Ahmad, who previously co-founded Aduna Capital, explained that strategic differences with her co-founders at Aduna led to the creation of Sabou Capital. While Aduna continues as an angel investment group in Northern Nigeria, Sabou adopts a broader mandate, targeting SMEs in secondary cities in Nigeria, Senegal, and Côte d’Ivoire.
“Our alignment was strong on what we wanted to achieve and why, but the ‘how’ created divergence,” Ahmad noted. “That experience taught me the importance of alignment in impact scale and execution.”
Sabou Capital expects moderate returns of 2-3x, more akin to private equity norms than the 10x returns pursued by VCs. The fund aims to serve a largely overlooked segment of African businesses—SMEs with strong fundamentals and unmet demand, yet not deemed “VC-backable.”
In doing so, Sabou positions itself alongside other private equity firms like Aruwa Capital, Afrinvest, and Catalyst Fund. “We’re bridging the gap between underserved SMEs and structured capital by providing funding and hands-on support,” Ahmad said.

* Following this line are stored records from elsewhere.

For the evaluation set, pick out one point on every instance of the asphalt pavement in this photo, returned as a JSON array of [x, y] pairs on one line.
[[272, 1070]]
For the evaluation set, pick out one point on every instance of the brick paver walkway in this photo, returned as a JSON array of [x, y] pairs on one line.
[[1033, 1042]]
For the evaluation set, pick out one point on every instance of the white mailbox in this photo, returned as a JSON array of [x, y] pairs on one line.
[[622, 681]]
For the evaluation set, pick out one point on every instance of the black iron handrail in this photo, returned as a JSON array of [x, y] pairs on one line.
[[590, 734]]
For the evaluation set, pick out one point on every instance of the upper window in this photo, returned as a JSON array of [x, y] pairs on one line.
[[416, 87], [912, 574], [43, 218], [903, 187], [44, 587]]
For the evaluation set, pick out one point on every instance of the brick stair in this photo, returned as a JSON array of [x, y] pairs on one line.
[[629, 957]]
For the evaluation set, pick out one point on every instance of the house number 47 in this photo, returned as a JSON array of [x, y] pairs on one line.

Central to the fund’s strategy is a gender-lens investing framework. Sabou is committed to funding women-led businesses, aiming to correct historical imbalances in access to capital. “The data shows investing in women yields double the returns,” Ahmad said. “But women still face unique barriers—from limited networks to restricted mobility—that make it harder to raise funds.”
Ahmad’s own experience as a founder in Northern Nigeria underscores this challenge. She recalled being unable to travel to Lagos to meet investors and instead raised capital locally, which ultimately led to an early exit from her previous business.
Sabou Capital offers more than just capital. It provides technical assistance to ensure portfolio companies meet high standards in governance, financial discipline, and operations before any funds are deployed. “We prepare businesses to become truly investment-ready,” Ahmad explained.
To expand its reach in Francophone Africa, Sabou Capital has appointed Christian Amouo as General Partner. Amouo brings extensive experience from launching a private equity fund in Cameroon, where he invested in four businesses—three of which continue to thrive.
While Nigeria remains a core market, Sabou is diversifying geographically by investing in Senegal and Côte d’Ivoire. These economies offer strong fundamentals, growing at over 6% annually, and benefit from a stable currency pegged to the Euro.
“With Nigeria facing inflation, currency volatility, and growth challenges, we’re leveraging our regional expertise to balance risk,” Ahmad said.
Sabou Capital is set to begin formal fundraising with a roadshow in July. The firm already has 20 startups in its pipeline and expects to shortlist two to three for its initial investments. The broader goal is to scale across West and Central Africa, nurturing SMEs into large enterprises that can eventually attract larger private equity investment or strategic buyers.